辛德勇|辛德勇|乱世功德颂——《刘福功德颂》辨伪( 七 )


这样看来 , 这个大大的“汉”字 , 不仅未能起到让买家信以为真皇汉的效果 , 反而犹如黥面般刻在《刘福功德颂》额头上的罪犯标记 , 让人一眼就看出它的黑暗来历 , 看出它是一只漆黑漆黑的黑老虎 。 画蛇添足 , 弄巧成拙 , 此之谓也 。
四、皇汉真孙子
我说这个“汉”字是画蛇添足把事儿弄砸了 , 是讲活儿没干好是干活儿的人太多事儿了 , 而这只是业务水平问题 , 与赝造者做事儿的态度无关 。 过去我在《眼见也不一定为实》的文稿里谈到这通《刘福功德颂》的真伪问题时曾经写到:“赝造古物的手艺人是想把它造得像真的一样 , 而不是不一样 。 只是理想和现实总是有差距的 。 做假文物这活儿 , 技术含量较高 , 要想做好 , 并不容易 。 相对而言 , 若是不包含文字 , 就好造一些 , 高手甚至足以以假乱真;可若是一涉及文字 , 特别是文字内容较丰富时 , 就很难做到天衣无缝 , 不露出马脚 。 因为这需要具备更多的知识 , 甚至需要较大的学问 , 而造假作伪干的是手艺活儿 , 这是另一个行道 , 跨界的难度太大 。 ”(此文收入拙著《金铭与石刻》)这里讲的 , 就是现代人“自我作古”编造一篇先人文字的难度 。

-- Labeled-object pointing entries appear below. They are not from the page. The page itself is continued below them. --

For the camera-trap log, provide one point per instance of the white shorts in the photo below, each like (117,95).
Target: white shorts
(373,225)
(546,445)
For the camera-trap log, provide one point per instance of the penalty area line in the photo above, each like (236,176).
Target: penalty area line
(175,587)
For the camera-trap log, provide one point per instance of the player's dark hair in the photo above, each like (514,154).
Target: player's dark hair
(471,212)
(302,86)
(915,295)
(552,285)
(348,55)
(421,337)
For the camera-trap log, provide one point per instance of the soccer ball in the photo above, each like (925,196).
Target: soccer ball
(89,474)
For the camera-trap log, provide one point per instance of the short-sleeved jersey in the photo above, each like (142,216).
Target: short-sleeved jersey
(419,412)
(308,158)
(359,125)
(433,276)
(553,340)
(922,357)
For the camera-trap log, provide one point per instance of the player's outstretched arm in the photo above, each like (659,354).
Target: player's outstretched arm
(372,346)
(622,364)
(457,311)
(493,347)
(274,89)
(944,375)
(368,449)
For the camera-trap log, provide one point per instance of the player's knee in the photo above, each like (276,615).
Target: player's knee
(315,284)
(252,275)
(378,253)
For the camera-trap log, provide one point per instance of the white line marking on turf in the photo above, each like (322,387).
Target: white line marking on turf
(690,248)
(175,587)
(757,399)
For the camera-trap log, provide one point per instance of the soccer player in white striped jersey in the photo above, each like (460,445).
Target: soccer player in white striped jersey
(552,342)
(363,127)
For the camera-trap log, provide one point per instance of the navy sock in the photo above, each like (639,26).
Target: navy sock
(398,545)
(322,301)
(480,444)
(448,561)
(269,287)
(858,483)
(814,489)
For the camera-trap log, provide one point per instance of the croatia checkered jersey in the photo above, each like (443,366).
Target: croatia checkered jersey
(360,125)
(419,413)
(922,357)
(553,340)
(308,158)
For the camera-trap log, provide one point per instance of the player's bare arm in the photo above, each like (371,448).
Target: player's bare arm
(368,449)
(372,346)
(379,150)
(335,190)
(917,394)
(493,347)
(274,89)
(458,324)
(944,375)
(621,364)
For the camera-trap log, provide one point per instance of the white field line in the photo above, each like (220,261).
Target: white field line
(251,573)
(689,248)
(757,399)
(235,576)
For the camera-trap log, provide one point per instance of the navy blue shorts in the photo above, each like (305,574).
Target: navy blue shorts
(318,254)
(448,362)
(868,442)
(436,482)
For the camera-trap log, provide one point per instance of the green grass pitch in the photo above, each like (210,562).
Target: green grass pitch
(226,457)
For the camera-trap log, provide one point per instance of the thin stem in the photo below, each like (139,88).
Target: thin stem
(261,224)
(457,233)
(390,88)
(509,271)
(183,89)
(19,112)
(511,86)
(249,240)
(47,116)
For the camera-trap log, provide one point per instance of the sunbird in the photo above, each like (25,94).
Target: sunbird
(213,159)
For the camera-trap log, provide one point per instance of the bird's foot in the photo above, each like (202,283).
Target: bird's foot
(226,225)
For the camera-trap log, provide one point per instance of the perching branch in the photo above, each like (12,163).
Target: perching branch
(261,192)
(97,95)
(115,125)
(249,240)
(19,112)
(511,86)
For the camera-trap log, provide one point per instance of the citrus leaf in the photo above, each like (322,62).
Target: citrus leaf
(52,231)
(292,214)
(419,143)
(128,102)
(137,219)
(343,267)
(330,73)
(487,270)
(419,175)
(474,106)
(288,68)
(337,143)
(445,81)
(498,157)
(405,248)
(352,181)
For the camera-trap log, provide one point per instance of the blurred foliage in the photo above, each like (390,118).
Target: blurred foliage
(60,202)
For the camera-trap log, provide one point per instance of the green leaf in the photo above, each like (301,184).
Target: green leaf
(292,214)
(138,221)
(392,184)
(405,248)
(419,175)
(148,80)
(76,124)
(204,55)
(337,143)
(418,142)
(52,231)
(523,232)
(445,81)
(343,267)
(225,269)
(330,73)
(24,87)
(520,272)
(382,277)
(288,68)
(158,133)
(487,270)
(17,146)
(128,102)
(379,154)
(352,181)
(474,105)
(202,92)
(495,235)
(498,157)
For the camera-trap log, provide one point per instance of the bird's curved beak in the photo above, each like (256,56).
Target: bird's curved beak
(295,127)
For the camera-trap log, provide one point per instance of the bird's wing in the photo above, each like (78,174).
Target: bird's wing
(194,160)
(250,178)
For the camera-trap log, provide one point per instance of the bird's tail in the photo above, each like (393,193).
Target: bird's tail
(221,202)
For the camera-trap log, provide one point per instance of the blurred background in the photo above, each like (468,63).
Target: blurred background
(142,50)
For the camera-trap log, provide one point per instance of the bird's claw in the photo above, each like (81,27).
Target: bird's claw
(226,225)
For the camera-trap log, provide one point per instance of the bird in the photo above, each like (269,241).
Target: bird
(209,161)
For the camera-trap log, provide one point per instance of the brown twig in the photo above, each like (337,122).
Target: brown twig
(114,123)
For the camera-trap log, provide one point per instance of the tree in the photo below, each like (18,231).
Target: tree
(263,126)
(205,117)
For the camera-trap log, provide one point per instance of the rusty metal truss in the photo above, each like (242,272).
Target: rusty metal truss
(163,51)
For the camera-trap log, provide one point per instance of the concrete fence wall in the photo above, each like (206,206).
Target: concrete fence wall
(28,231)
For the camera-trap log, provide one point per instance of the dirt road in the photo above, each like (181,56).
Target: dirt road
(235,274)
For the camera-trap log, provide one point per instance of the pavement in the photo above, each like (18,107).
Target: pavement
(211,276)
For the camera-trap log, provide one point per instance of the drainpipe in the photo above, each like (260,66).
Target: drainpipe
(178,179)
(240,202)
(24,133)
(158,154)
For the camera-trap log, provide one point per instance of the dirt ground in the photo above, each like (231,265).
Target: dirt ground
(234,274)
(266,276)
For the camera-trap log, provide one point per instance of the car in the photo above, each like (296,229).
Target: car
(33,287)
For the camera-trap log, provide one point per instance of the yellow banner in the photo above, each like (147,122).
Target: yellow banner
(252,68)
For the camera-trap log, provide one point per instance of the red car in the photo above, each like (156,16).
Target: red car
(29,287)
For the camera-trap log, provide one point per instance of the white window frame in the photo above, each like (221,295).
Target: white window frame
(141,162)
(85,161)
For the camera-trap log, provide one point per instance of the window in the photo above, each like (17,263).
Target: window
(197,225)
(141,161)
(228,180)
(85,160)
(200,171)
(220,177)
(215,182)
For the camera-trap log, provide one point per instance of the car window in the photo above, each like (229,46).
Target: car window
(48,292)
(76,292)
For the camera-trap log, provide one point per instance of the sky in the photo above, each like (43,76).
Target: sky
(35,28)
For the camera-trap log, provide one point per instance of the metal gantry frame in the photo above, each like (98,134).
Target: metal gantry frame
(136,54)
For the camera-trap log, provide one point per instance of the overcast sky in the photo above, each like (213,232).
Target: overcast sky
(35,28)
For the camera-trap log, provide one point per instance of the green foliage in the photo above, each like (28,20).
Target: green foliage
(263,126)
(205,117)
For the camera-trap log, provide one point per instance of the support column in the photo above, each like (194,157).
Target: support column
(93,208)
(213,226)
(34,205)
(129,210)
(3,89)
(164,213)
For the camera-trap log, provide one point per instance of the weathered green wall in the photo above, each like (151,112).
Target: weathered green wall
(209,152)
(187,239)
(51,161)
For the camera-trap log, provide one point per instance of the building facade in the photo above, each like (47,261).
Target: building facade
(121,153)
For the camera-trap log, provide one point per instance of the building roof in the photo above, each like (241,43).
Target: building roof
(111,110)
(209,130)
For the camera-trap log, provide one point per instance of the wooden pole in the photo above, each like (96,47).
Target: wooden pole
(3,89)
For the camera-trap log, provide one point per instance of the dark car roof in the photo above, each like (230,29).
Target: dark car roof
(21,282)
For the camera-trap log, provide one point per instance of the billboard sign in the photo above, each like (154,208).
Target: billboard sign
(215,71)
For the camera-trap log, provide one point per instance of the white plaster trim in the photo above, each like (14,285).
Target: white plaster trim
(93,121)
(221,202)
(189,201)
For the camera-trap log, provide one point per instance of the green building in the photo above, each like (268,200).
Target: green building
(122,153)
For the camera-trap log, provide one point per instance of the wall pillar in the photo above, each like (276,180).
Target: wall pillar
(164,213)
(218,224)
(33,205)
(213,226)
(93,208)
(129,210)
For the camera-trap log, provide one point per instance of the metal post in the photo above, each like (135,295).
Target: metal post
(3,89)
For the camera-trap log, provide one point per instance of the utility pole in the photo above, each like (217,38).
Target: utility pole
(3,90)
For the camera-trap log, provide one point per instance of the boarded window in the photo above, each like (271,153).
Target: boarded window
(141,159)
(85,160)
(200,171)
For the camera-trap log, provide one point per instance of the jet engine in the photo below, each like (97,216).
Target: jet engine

其实多事儿也就是手艺人做事儿的讲究态度 。 对这一点 , 现在有个现成的词儿 , 叫“工匠精神” 。 包括赝造古代铭文在内的仿古工匠当然也是这样 。 在力所能及的范围内 , 他们做事儿真的都很认真 , 也都很讲究 。 比如假造一个并不存在的古人 , 他姓甚名谁又有什么关系?张三、李四、王二麻子 , 叫啥还不行?可讲究的匠人、或者说多事儿的工匠却不这么想 。
过去我在研究新莽“始建国天凤”这个年号时 , 曾经撰著长文 , 考辨一件伪刻的砖铭 , 乃题作:“天凤三年二月鄣郡都尉钱君 。 ”当时我讲 , 虽然就这么短短的十二个字儿 , 但这篇铭文“几乎无所不假 , 完全称得上是一件顶级赝作样品” 。 铭文中“钱君”二字虽然不能说纯属无中生有 , 但制作匠人刻意选择这个姓氏来讨取口彩 , 以利更多地招财进宝 , 这意图是显而易见的(拙著《建元与改元——西汉新莽年号研究》下篇《所谓“天凤三年鄣郡都尉”砖铭文与秦“故鄣郡”的名称以及莽汉之际的年号问题》) 。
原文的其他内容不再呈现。